The Queen Pays Tribute To Manchester, Grenfell, And More In Christmas Speech

She also made sure to thank emergency workers.

Queen Elizabeth II's Christmas speech on Monday marked the 60th anniversary of her very first televised holiday message to the U.K. public. She recognized this milestone by recreating the same arrangement, and acknowledging how much technology has changed in the decades since.

The Queen also focused much of her message on the concept of home. "For many, the idea of 'home' reaches beyond a physical building — to a hometown or city," she said, going on to pay tribute to victims of terror attacks in Manchester and London over the past year, as well as those who died in the Grenfell Tower fire in June.
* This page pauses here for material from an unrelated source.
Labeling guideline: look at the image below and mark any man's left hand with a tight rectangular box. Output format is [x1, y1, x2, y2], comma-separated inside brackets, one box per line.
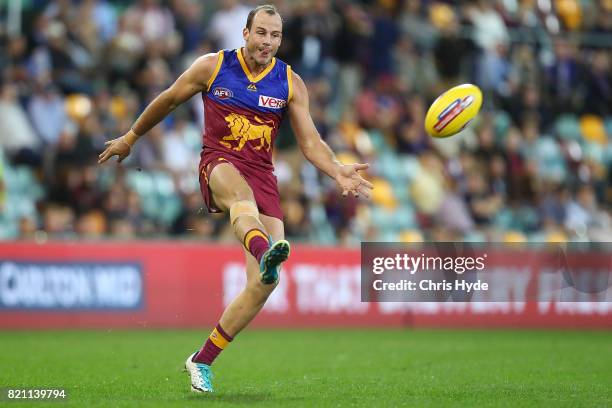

"This Christmas, I think of London and Manchester, whose powerful identities shone through over the past 12 months in the face of appalling attacks," she said, before sharing a clip of her visit with survivors of May's attack at an Ariana Grande concert

"I describe that hospital visit as a privilege because the patients I met were an example to us all, showing extraordinary bravery and resilience," the Queen shared. "Indeed, many of those who survived the attack came together just days later for a benefit concert. It was a powerful reclaiming of the ground, and of the city those young people call home."

"Our thoughts and prayers are with all those who died and those who lost so much," the Queen said in speaking of the Grenfell Tower fire. She also made sure to acknowledge the emergency workers who responded with bravery to these tragic events, adding, "Many of them, of course, will not be at home today, because they are working to protect us."

The Queen closed her message by saying that "reflecting on these events makes me grateful for the blessings of home and family," as she spoke about her 70-year marriage to Prince Philip, and shared that she was looking forward to "welcoming new members" into the family next year — likely referring to both Prince Harry's engagement to Meghan Markle and Duchess Kate's pregnancy.